The bountiful and beautiful bougainvillea plant – native to the coast of Brazil – has spread itself around the world, mutating and cross-breeding until now there is a great deal of confusion among horticulturalists as to just how many bougainvillea cultivars or varieties exist, and what their names are.

The first person to document the Bougainvillea was a French naturalist, Dr Philibert Commerson, who came across it in Rio de Janeiro. He named the splendid plant for his friend and fellow traveller, Admiral Louis-Antoine de Bougainville, who was sailing round the world on a voyage of discovery on behalf of the French Government aboard a ship called La Boudeuse. It wasn’t only horticultural fame that accrued to the admiral in Rio. He also went on to discover French Polynesia and gave his name to Bougainville Reef, Australia and Bougainville Island, Papua New Guinea.

Being hardy and attractive, it didn’t take long for bougainvilleas to be imported to other tropical and warm countries, where they are a common sight today from Spain to China, and Hawaii to Australia.

The bougainvillea flower (actually what we perceive as the colourful papery flower is in fact the bract that encase the rather unexciting real flower) is the official flower of three cities in California, USA; four cities in Guangdong Province, China; a city and a province in the Philippines, and a city in Okinawa, Japan. The islands of Grenada and Guam also boast the bougainvillea as their official flower.

To return to the history of the bougainvillea, it was listed in the botanically renowned “Genera Plantarium” by A.L. de Jusseau, published in 1789, as “Buginvillea”. The incorrect spelling remained entrenched until it was corrected in the Index Kewensis (The Royal Botanic Gardens of Kew’s reference work for flowering plants) in the 1930s.

Two species of bougainvillea –  B. spectabilis and B. glabra – became the first to arrive in Europe in the 19th Century, and it was not long before they were being carried abroad to the colonies and Australia. Not long after these species became familiar in Europe, there was a great stir in the ranks of bougainvillea fanciers. A Mrs R.V. Butt claimed to have found a unique variety of crimson red bougainvillea in her garden in Cartagena, Spain. This was excitedly named B. buttiana in the lady’s honour, but later it was discovered to be a natural hybrid of the B.glabra and B.peruviana species, native to Peru.

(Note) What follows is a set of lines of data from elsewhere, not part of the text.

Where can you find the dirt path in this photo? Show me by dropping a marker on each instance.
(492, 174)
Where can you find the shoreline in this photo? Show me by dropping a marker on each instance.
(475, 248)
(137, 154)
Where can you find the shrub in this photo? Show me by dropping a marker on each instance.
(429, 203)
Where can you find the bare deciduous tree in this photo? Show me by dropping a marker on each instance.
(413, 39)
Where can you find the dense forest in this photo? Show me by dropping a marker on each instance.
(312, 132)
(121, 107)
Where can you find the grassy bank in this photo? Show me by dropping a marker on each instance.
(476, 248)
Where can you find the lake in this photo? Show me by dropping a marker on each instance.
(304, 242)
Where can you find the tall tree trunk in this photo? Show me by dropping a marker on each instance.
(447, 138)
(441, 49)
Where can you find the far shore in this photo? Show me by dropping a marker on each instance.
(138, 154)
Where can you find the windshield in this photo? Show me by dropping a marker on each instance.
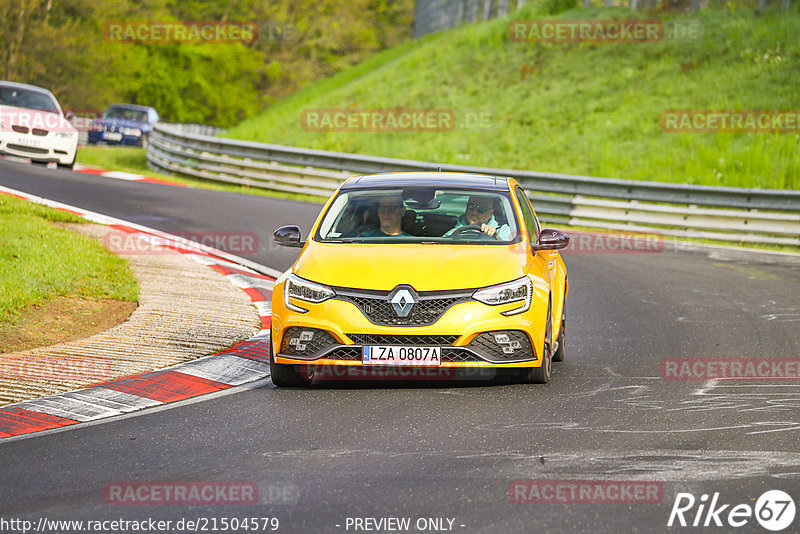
(25, 98)
(416, 215)
(126, 113)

By the 1930s it had become apparent that bougainvillea were very good at producing spontaneous natural hybrids, the species crossing themselves and producing the 300-odd varieties we have today, with their wide array of gorgeous colours. Botanists, however, have traced back most of today’s rich variety of bougainvillea back to only three of the original eighteen South American species identified.

You don’t have to be a student of the history of the bougainvillea, or concern yourself about the confusion surrounding the genesis of modern-day hybrids, to appreciate the beauty of this hardy and vibrant plant which has managed to conquer the world.